The problem: they're not interchangeable. Pick the wrong one and you're locked in. Migrating a Squarespace site to WordPress is painful. Moving a Wix store to Shopify means rebuilding from scratch. The decision you make today shapes what you can do in two years.

Quick Comparison: Best Website Builders 2026

BuilderBest ForStarting PriceFree PlanE-Commerce
Wix Top Pick Beginners & small business$17/mo Yes Yes Try Wix →
Squarespace Creatives & portfolios$16/mo No Yes Try Squarespace →
Shopify E-commerce & online stores$29/mo No Built for it Try Shopify →
WordPress.com Bloggers & content sites$4/mo Yes On paid plans Try WordPress →
Hostinger Budget-conscious builders$2.99/mo No On higher plans Try Hostinger →

Just want the best pick for most people?

Wix hits the sweet spot: easy enough for a first-timer, powerful enough to grow with you.

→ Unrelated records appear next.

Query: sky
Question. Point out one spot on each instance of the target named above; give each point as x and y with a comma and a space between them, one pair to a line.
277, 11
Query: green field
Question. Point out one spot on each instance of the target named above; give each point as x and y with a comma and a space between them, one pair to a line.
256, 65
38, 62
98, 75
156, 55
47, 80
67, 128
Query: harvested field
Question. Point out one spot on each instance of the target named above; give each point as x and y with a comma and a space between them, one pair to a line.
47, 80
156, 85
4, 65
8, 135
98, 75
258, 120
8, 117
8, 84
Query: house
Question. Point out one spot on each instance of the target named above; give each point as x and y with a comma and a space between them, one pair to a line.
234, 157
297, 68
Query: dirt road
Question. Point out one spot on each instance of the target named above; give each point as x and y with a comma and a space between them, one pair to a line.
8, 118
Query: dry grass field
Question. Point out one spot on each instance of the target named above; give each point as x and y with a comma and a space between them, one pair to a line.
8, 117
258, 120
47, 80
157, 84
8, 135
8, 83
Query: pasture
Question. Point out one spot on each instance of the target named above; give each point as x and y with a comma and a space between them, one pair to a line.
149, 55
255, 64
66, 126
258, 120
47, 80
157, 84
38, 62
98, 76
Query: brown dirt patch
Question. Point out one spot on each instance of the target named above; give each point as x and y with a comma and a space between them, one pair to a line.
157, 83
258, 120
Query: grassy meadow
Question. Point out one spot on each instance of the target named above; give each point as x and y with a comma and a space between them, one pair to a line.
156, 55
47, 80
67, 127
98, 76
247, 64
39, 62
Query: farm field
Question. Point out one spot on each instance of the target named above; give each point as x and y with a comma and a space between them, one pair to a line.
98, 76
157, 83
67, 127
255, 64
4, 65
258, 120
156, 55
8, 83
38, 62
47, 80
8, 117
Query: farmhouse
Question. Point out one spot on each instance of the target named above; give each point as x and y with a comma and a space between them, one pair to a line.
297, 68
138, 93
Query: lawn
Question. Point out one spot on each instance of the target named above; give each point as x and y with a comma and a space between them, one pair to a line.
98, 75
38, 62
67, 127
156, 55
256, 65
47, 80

The free plan lets you test-drive before committing.

1. Wix — Best Website Builder for Beginners

Wix

★ Top Pick 2026
Free — $159/mo $100+ per referral Best for: Beginners & Small Business

Wix earned its reputation as the go-to beginner builder and then kept improving until it became a legitimate choice for professionals too. The drag-and-drop editor is genuinely flexible — you can place any element anywhere on the page, not just within rigid grid constraints. That freedom is rare among no-code builders.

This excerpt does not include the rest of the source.